What might happen to bills and laws after the election?
In the leadup to the dissolution of Parliament on 8 September 2023, the Labour government passed some significant law reforms. Notably:
- The Natural and Built Environment Act 2023 and Spatial Planning Act 2023, which will eventually replace the Resource Management Act 1991, became law on 24 August (see our insight - The Natural and Built Environment Bill set to become law)
- The Water Services Entities Amendment Act, which amends the Water Services Entities Act 2022, was passed on 16 August 2023 (this relates to what was previously known as the "Three Waters" reforms)
- The Therapeutic Products Bill, which will eventually replace the Medicines Act 1981, became law on 26 July 2023 (see our insight - Parliament passes the Therapeutic Products Bill)
However, there were 52 bills that were still working their way through Parliament when it was dissolved. These are a mixture of bills introduced by the government and private member's bills, and include for example:
- The Ram Raiding Offending and Related Measures Amendment Bill
- The Electoral (Lowering Voting Age for Local Elections and Polls Legislation) Bill
- The Emergency Management Bill, which if passed will replace the Civil Defence Emergency Management Act.
By law, all of those bills automatically lapsed when Parliament was dissolved (section 20 of the Constitution Act). The new Parliament will generally pass a motion reinstating a lot of business of the previous Parliament during its first sitting. Generally members' bills are reinstated, however if there is a change in government, it's possible that some bills introduced by the previous government may not be reinstated.
A reinstatement motion can also allow other business of the last Parliament to continue, such as consideration of petitions.
If there is a change in government, we can also expect to see new legislation introduced, including to make changes implemented through legislation passed by the previous government.

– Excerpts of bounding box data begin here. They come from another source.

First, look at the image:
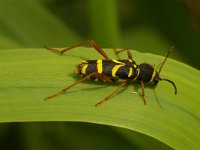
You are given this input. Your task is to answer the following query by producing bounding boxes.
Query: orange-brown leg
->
[46,40,109,59]
[95,80,130,107]
[140,81,147,105]
[112,47,133,60]
[44,72,96,100]
[93,73,113,82]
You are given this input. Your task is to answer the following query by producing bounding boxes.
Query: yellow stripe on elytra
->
[112,65,123,77]
[81,64,88,74]
[112,59,125,65]
[128,68,133,77]
[133,68,140,80]
[148,67,156,83]
[97,59,103,73]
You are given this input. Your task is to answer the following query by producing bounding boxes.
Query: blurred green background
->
[0,0,200,150]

For example, as part of its 100 Day Action Plan, the National Party has promised to:
- Repeal the Fair Pay Agreements Act 2022
- Introduce legislation to disestablish the Te Aka Whai Ora Māori Health Authority
- Begin disestablishing Te Pūkenga, which was created when the Labour government merged the 16 polytechs
- Repeal the water services entities legislation
- Repeal the Natural and Built Environment Act and Spatial Planning Act, and introduce a new fast track consenting regime
- Begin work to establish a new National Infrastructure Agency, which is likely to require new legislation (if for example it is a Crown entity or departmental agency).
Similarly, some Labour Party election promises set out in its 2023 plan will require new legislation, such as:
- Amending GST legislation to remove GST from the sale of fruit and vegetables
- Introducing four weeks' paid partner's leave
- Changing the regulatory regime for vaping products.
Like many people, we await the election outcome with interest, and hope that we will get a sense of the make up of the next government, what legislative change that might bring, and what those changes will mean, sooner rather than later.